Most active cyclists will have experienced a bike crash, either first hand--ouch!--or as an observer. They look and sound horrible, don't they? Arms and legs flailing...all those crunchy, scrunchy noises...pretty bikes getting trashed. But all that thrashing and trashing actually represents kinetic energy being dissipated, usually in rather spectacular but ultimately relatively harmless ways. The speed and the total weight of bike and rider are both fairly low, so there really isn't that much energy to be dissipated. In most cases, the riders walk away from the wrecks. In the largest percentage of cases, they climb right back on the bronc that bucked 'em off and finish their rides.

In contrast, in a serious car wreck, there are several thousand pounds of metal and usually a lot of speed that all have to be dealt with, and the little, soft-tissue humans in the middle of it all absorb literally tons of abuse in various unpleasantly traumatic ways. Car accidents are substantially more likely to result in deaths than bike accidents. Even cars hitting cyclists are less likely to involve deaths than cars hitting cars. Of course, we read every so often about a death or other really bad outcome from a car-bike crash, and this drives all other rational statistics from our heads.

Of all cycling crashes, fully 50% come under the heading "falls" (which essentially means self-inflicted, single-cyclist incidents). Of the remaining 50%, 17% are bike-bike tangles, 8% are bike-dog encounters, and 8% are whatever else you can imagine. Only 17% involve cars and trucks, and of those, only a small portion are anything more serious than the cycling equivalent of a fender-bender.

How often can cyclists expect of find themselves in a crash or any sort, serious or otherwise? The old statistic that's trotted out as gospel is once every 3000-4000 miles. However, a break-out of that figure by age group reveals more salient data: children crash every 1500 miles and college-associated adults crash every 2000 miles. These make up the bulk of the mishaps and skew the statistics. The typical adult club cyclist averages one crash--usually minor--every 10,000 miles. (I've cycled approximately 125,000 miles as an adult, and I've crashed five times, or around once every 25,000 miles, which for me translates to once every three or four years. Although most of these crashes looked quite frightening, I walked away from all of them with only minor scrapes and bruises.)

It would be incorrect and misleading to state that cycling is completely safe.
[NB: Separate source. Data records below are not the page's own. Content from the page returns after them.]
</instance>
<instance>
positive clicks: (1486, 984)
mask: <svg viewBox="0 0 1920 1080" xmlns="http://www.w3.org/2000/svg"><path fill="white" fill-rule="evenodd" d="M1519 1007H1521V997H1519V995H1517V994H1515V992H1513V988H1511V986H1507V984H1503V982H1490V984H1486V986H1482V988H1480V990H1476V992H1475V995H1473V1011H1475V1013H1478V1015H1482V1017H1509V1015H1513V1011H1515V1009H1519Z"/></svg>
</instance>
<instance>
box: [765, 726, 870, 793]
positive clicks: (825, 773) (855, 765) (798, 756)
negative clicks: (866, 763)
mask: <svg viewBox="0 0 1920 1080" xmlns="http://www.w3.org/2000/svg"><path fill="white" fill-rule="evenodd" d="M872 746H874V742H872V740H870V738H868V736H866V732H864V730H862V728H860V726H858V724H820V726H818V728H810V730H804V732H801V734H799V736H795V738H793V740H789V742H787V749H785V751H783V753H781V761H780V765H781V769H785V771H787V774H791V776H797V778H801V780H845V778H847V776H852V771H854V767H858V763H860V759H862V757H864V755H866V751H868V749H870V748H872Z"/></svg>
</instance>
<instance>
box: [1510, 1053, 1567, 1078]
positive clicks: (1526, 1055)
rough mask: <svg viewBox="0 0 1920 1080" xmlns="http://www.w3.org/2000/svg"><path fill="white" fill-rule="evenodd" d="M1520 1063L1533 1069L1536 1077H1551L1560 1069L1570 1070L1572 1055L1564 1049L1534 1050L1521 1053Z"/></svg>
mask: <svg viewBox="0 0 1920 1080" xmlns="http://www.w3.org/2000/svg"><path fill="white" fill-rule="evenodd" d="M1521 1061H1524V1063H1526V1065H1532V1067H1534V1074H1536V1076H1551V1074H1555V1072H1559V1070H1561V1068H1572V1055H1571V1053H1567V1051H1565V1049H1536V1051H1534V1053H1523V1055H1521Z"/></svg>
We recognize that a roughly calculated risk is accepted--perhaps in some cases even courted--as a part of the sport: the thrill factor. Most cyclists will admit that the fun of flying downhill, carving a corner, head hung out over the bars, is heightened by pushing the limits...exploring the fine line between maximum performance and going too far. While we don't always have to go out there and let it all hang out, cycling does allow us to dial in just the right dose of excitement by choosing how hard to push the envelope. Sometimes though, the envelope pushes back...the unseen scatter of gravel, the road still wet in a shady corner...and then our calculations go in the dumper and so do we. The rules of the game are too fraught with variables to ever know to a certainty where the edge will be on a given day, and that element of uncertain risk is part of the spice that makes living on the edge so much fun. We each have our own limits--some are more cautious or more crazed than others--but no one who is terminally timid will ever get much fun out of riding a bike.
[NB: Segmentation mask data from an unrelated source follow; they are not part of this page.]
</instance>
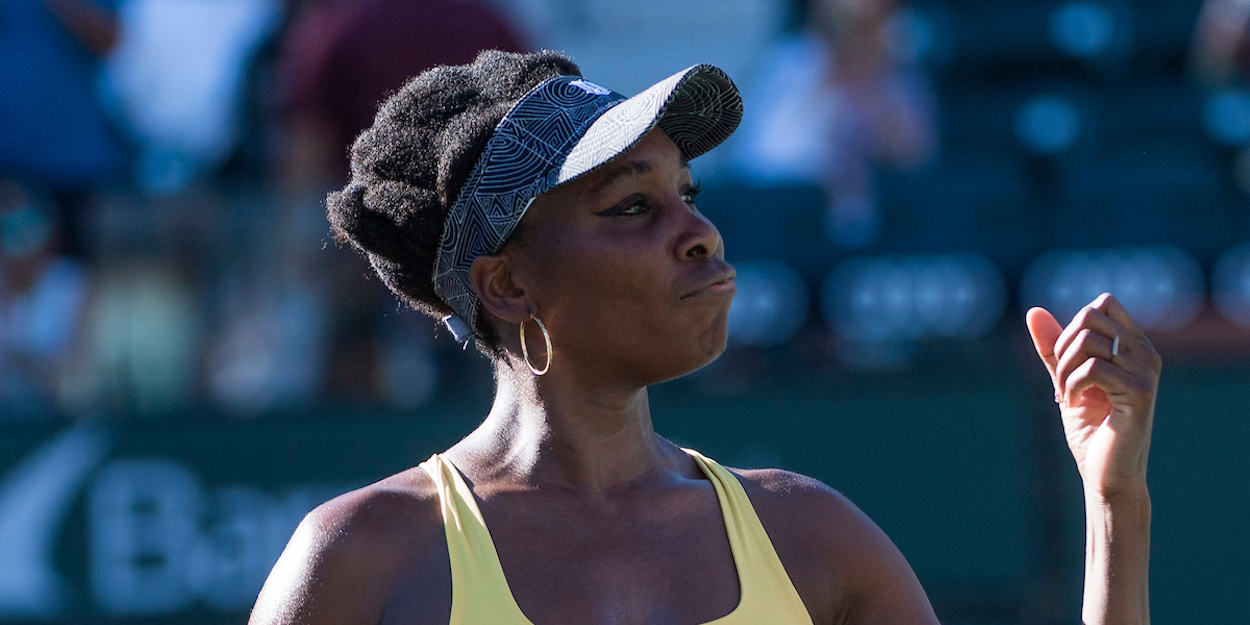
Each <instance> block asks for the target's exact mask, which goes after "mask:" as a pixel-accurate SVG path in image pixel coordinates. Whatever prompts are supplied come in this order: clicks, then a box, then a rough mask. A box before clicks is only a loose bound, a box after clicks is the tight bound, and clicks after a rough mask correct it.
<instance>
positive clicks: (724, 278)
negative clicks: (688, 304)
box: [682, 274, 737, 299]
On the other hand, there are millions of happy cyclists out there who are not thrill-crazed adrenaline junkies. They have discovered what the folks in their automobiles will never understand: that it's okay out there on the roads, and that if you choose your routes prudently and ride in a reasonably responsible fashion, you're going to enjoy yourself immensely, with only minimal risk to life and limb.